The only two vacant seats were beside Konrad and Ilse. I took the one beside Ilse, as much so as I didn’t have to look at her as anything else.
‘Good choice,’ she murmured as I sat, and I wondered what that meant.
Vogel reached up then and removed his mask, and the others began to do the same. I chanced a look at Sabine, and saw that her mask was a mirror image of the one Vogel himself had worn, her devil no less hideous than his own.
‘Welcome to the family,’ she said.
She placed her mask on the table and took her place at its foot, in a normal chair now and not the strange high seat I had been pushed into.
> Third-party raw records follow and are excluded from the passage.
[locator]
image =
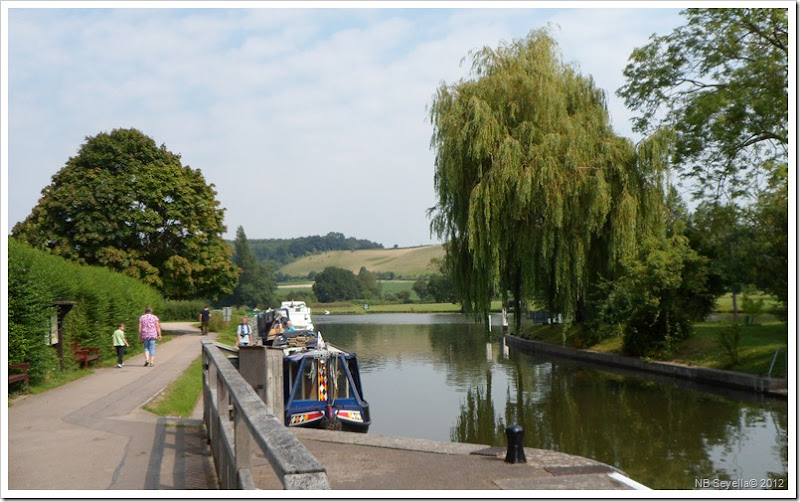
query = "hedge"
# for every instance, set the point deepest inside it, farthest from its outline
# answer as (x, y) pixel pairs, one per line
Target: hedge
(103, 299)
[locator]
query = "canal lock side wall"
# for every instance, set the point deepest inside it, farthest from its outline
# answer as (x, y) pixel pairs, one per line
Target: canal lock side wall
(776, 387)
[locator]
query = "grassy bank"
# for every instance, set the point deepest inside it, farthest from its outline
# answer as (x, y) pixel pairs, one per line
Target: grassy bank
(752, 353)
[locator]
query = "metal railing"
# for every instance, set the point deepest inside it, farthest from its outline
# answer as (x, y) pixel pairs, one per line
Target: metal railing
(236, 418)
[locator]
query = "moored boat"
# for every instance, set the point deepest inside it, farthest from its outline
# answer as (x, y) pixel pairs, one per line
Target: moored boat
(322, 384)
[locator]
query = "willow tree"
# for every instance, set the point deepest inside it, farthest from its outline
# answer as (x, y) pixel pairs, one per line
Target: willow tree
(537, 197)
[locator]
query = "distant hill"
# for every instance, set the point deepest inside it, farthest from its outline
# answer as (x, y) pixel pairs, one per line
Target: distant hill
(404, 262)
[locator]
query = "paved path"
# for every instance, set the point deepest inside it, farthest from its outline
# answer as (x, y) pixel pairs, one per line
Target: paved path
(92, 434)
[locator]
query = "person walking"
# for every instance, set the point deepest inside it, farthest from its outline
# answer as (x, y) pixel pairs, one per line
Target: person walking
(204, 317)
(149, 330)
(243, 331)
(118, 338)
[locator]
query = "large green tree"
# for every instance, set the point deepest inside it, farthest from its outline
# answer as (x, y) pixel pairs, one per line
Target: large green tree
(125, 203)
(256, 282)
(721, 82)
(537, 197)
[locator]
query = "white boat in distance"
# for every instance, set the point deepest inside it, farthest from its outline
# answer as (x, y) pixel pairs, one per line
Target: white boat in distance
(299, 313)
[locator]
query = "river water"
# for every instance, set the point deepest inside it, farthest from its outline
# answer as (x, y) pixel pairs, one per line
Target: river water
(432, 376)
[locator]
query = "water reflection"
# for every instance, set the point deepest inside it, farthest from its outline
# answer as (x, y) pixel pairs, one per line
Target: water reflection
(429, 377)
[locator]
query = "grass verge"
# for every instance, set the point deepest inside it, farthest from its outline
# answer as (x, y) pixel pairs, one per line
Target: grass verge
(180, 397)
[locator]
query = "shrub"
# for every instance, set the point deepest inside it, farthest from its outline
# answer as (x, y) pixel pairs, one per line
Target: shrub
(103, 299)
(182, 310)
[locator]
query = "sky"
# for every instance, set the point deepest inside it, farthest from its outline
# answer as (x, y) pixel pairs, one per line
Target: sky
(306, 119)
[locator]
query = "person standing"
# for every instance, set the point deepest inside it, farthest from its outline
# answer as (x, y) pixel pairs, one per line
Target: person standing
(243, 331)
(120, 343)
(205, 316)
(149, 330)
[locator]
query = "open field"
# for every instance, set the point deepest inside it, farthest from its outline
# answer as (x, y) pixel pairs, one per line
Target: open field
(405, 263)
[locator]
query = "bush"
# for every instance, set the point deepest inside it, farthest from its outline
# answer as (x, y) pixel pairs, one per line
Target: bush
(103, 299)
(182, 310)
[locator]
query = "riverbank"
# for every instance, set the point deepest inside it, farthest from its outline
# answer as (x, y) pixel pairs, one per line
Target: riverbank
(774, 387)
(761, 348)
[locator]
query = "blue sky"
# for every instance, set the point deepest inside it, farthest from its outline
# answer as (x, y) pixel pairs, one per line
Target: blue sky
(306, 120)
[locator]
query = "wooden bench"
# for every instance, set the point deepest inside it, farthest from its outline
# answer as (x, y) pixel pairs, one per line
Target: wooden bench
(85, 355)
(18, 377)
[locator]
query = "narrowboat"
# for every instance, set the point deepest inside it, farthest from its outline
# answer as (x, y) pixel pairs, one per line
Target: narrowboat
(322, 384)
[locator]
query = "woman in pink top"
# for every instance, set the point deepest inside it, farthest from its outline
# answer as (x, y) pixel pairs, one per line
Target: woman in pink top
(149, 330)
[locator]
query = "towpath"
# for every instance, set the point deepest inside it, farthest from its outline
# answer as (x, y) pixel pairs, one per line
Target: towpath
(92, 434)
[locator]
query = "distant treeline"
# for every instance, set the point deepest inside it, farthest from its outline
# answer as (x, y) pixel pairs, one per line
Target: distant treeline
(283, 251)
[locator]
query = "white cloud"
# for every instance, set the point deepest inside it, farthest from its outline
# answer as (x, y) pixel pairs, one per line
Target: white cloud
(306, 120)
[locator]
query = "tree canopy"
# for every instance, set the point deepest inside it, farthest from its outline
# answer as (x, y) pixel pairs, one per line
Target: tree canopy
(536, 196)
(124, 203)
(256, 282)
(721, 82)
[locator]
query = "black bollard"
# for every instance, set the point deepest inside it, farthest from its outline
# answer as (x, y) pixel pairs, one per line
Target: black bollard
(516, 452)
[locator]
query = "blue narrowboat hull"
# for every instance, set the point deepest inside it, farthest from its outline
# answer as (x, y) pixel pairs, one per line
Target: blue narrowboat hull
(322, 385)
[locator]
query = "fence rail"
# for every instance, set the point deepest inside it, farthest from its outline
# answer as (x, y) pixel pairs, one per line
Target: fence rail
(236, 418)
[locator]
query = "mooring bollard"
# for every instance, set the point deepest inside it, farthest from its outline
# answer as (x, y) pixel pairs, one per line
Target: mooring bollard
(516, 452)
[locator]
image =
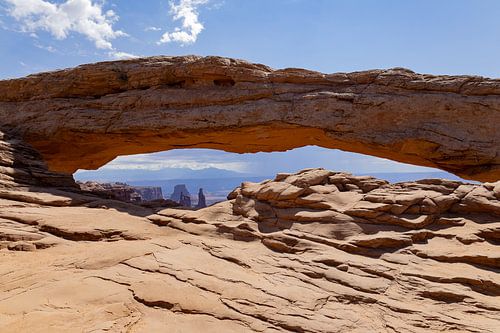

Now she sat in the seat that was forever vacant at Vogel’s dinner table, the hostess’ seat, the place reserved for the matriarch of a household. She might not be Provost Marshal any more, but she quite clearly stood higher than any of the rest of them save Vogel himself. The rest of us, I corrected myself. I was a Queen’s Man in truth now, and I knew there could never be any going back on that. It was widely known that the only way to leave the service of the Queen’s Men was in death.
‘It just remains to give you a name,’ Ailsa said.
Vogel looked at me for a long moment, then showed me the razor edge of his smile once more.
‘Brother Blade,’ he said.
Chapter 22
‘I haven’t been so fucking scared since we tried to undermine the walls at Abingon,’ I confessed to Anne, and threw back another brandy.
‘What was it like?’
I looked at her, and shook my head.
‘Get knighted and take the oath and you’ll find out,’ I said, and immediately regretted it. ‘I’m sorry, but I can’t tell you, Bloody Anne. It’s a private thing, a family thing. You understand that, don’t you?’
‘Aye,’ she said. ‘I can respect that.’
I nodded and poured her another brandy, emptying the bottle. We were alone in the private dining room of the Bountiful Harvest, Fat Luka and Rosie having both retired some hours before. Billy was with Ailsa, and I still wasn’t sure how I felt about that, but the lad had been so pleased to be invited to her house for supper that again I hadn’t been able to find it in me to refuse him.
Sister Deceit.
No, I wouldn’t believe that. If she didn’t want to see him then she could easily have avoided it, and she had nothing to gain from it save his company.
All the same, there was reason to the names we had. I had seen that well enough.
Ailsa was the false face, the one who worked behind her veils of gold and lace. Konrad, who had sent his own sister to the cells, and Our Lady only knew who else before her, was Brother Betrayal. That made sense enough. Iagin, the one who sold our stories on the streets with his smiles and promises, was Brother Truth, for the truth we wanted people to hear, and Sister Torment for the torturer spoke for itself. Vogel was Father Secrets for all the things he heard and kept to himself, and I the soldier was now Brother Blade.
Mother Ruin, though, that I struggled with. There was a tale behind that name, I was sure, although I doubted I would ever hear what it was.
‘Did they hurt you?’
I blinked, Anne’s voice disturbing my thoughts.
‘No, no, not really. They just frightened the piss out of me. It’s part of it, I suppose, the same way I cut Desh’s hand while you lot all glared at him like death come calling and waited to see if he’d blink. To see if the man will back down, show fear, any of the things we don’t want. It’s not really much different.’
‘Don’t you think it should be?’
I shrugged, and reached for another bottle.